Sensorimotor putamen pattern similarity between early and late stages of task practice (see Fig. 4b) were not influenced by task or stimulation conditions. However, a significant task by stimulation interaction effect (F(1,8.203) = 10.99, punc = 0.01) was observed whereby early-late similarity was lower during sequence as compared to random practice, after cTBS as compared to iTBS. Specifically, follow-up analyses indicated that early-late similarity was significantly lower in cSEQ as compared to cRND conditions (F(1,7.588) = 11.713, punc = 0.01).
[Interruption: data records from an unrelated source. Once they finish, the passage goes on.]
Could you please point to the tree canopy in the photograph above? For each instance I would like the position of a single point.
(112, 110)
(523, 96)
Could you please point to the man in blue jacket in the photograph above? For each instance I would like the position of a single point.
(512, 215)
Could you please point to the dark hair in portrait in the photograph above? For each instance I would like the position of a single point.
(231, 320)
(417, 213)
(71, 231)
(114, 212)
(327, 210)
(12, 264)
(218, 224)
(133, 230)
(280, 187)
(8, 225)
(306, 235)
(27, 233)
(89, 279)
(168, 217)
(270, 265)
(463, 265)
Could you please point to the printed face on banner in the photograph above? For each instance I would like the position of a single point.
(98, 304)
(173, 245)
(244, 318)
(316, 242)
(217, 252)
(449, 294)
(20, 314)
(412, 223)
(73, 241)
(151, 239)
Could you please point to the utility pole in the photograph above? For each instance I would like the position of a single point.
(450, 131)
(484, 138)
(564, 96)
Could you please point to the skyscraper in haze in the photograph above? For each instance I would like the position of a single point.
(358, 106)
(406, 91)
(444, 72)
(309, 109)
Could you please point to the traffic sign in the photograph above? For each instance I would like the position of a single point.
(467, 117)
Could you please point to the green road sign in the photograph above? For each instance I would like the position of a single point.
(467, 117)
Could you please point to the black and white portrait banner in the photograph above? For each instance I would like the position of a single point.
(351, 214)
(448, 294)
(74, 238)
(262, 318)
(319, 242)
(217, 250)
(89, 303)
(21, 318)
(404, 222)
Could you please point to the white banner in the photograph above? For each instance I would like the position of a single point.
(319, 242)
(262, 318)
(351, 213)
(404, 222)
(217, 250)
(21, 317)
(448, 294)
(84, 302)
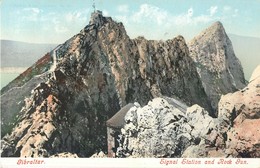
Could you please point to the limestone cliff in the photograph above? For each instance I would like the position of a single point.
(219, 69)
(87, 80)
(166, 127)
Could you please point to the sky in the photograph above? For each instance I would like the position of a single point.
(55, 21)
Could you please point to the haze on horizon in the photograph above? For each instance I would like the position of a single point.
(48, 21)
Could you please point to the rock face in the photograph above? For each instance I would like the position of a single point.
(242, 111)
(164, 128)
(217, 65)
(87, 80)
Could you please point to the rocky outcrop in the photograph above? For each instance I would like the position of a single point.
(165, 127)
(242, 111)
(217, 65)
(91, 77)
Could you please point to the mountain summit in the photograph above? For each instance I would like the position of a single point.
(68, 95)
(92, 76)
(219, 69)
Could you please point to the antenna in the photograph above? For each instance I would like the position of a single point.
(94, 6)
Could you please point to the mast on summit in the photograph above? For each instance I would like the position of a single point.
(94, 6)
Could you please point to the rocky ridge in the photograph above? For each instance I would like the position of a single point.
(92, 76)
(219, 69)
(86, 80)
(162, 129)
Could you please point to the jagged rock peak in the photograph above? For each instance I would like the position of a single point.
(216, 29)
(97, 18)
(219, 68)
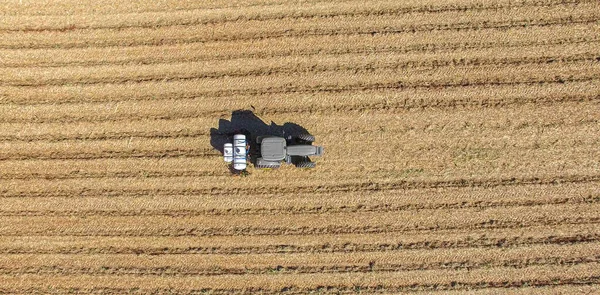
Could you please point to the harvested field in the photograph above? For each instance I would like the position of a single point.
(462, 147)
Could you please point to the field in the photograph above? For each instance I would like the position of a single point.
(462, 147)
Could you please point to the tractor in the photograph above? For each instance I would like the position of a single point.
(271, 151)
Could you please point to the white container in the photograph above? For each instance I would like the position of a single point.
(239, 152)
(228, 152)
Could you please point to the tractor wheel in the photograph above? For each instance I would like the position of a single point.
(267, 166)
(306, 164)
(306, 137)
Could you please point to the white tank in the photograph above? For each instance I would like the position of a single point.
(239, 152)
(228, 152)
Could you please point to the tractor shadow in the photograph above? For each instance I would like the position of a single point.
(247, 123)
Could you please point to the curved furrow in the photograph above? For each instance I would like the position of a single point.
(346, 30)
(381, 107)
(366, 208)
(311, 52)
(487, 240)
(306, 12)
(297, 269)
(337, 82)
(89, 76)
(426, 280)
(564, 214)
(321, 188)
(434, 42)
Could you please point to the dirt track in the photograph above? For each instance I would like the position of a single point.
(462, 147)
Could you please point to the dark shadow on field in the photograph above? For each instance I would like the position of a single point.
(247, 123)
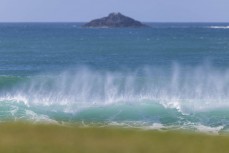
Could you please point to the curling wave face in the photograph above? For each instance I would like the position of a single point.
(178, 97)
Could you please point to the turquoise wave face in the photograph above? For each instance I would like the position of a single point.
(147, 98)
(170, 76)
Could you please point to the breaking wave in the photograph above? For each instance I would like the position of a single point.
(170, 97)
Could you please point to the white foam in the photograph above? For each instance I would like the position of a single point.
(219, 27)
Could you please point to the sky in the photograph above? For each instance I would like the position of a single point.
(86, 10)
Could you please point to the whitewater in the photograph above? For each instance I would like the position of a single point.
(167, 77)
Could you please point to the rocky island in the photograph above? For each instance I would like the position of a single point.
(114, 20)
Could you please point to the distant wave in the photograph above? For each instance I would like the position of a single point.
(219, 27)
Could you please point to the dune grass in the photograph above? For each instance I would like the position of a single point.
(30, 138)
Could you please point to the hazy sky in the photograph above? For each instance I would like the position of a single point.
(143, 10)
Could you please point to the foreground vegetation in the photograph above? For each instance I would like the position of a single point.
(29, 138)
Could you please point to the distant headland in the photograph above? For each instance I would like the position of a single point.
(115, 20)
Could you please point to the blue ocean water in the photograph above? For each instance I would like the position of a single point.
(169, 76)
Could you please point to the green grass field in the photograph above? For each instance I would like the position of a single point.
(30, 138)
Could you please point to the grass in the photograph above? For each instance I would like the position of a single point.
(30, 138)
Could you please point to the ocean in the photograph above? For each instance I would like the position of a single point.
(170, 76)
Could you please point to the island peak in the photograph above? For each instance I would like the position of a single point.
(114, 20)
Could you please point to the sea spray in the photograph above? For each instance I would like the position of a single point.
(147, 96)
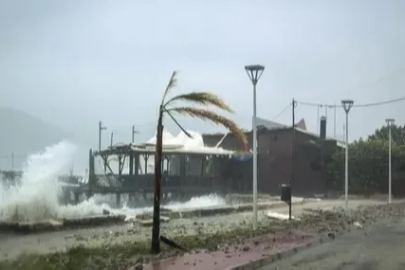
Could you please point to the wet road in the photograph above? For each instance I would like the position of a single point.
(379, 247)
(13, 245)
These results suggest that sequence learning specifically affected sensorimotor putamen patterns under the influence of inhibitory cTBS of the DLPFC.
No significant effects were observed in the associative putamen and the hippocampus (all uncorrected ps > 0.05, see Table 1).
Pattern similarity between RS pre- and post-intervention
Linear mixed models tested whether task and stimulation conditions influenced the similarity of multivoxel patterns during resting-state measured pre- and post-intervention (see Table 2).
In the hippocampus, pattern similarity at rest between pre- and post-intervention runs (see Fig. 5) was influenced by the task condition (F(1,18.429) = 6.949, punc = 0.017). Specifically, across stimulation conditions, hippocampal patterns were less similar between the pre- and post-measurements after SEQ as compared to RND task practice. Additionally, hippocampal multivoxel patterns at rest were also influenced by the stimulation condition (F(1,14.319) = 6.837, punc = 0.019) whereby lower similarity between pre- and post-RS was observed in the cTBS as compared to the iTBS conditions. No task by stimulation interaction effect was observed. Exploratory analyses on sub-territories of the hippocampus showed that the effects described above were driven by the posterior portion of the hippocampus in which the stimulation as well as the task effects were also observed (stimulation effect: F(1,11.878) = 7.62, punc = 0.017; task effect: F(1,18.879) = 6.239, punc = 0.022; Supplemental Table S4, Supplemental Fig. S2). No such effects were observed in the anterior hippocampus. Collectively, these results suggest that motor sequence learning as well as inhibitory cTBS of the DLPFC affected (posterior) hippocampal multivoxel patterns measured during rest post-intervention.
Similarity between RS pre- and post-intervention. Hippocampal pattern similarity between pre and post RS was influenced by task and stimulation condition such that lower similarity was observed after sequence learning as compared to random practice as well as after cTBS as compared to iTBS. Colored circles represent individual data, jittered in arbitrary distances on the x-axis within the respective violin plot to increase perceptibility. Black horizontal lines represent means and white circles represent medians. The shape of the violin plots depicts the distribution of the data and grey vertical lines represent quartiles. Asterisk (*) indicates significance at p < 0.05. RS - resting-state, SEQ - sequence learning task version, RND - random task version, c - continuous, i - intermittent.
No significant effects were observed on the resting-state similarity indexes of the DLPFC, associative or sensorimotor putamen (all uncorrected ps > 0.05, see Table 2).
Pattern similarity between task practice and RS post-intervention
Linear mixed models tested whether task and stimulation conditions influenced the persistence of multivoxel brain patterns from task into post-task RS runs (see Table 3).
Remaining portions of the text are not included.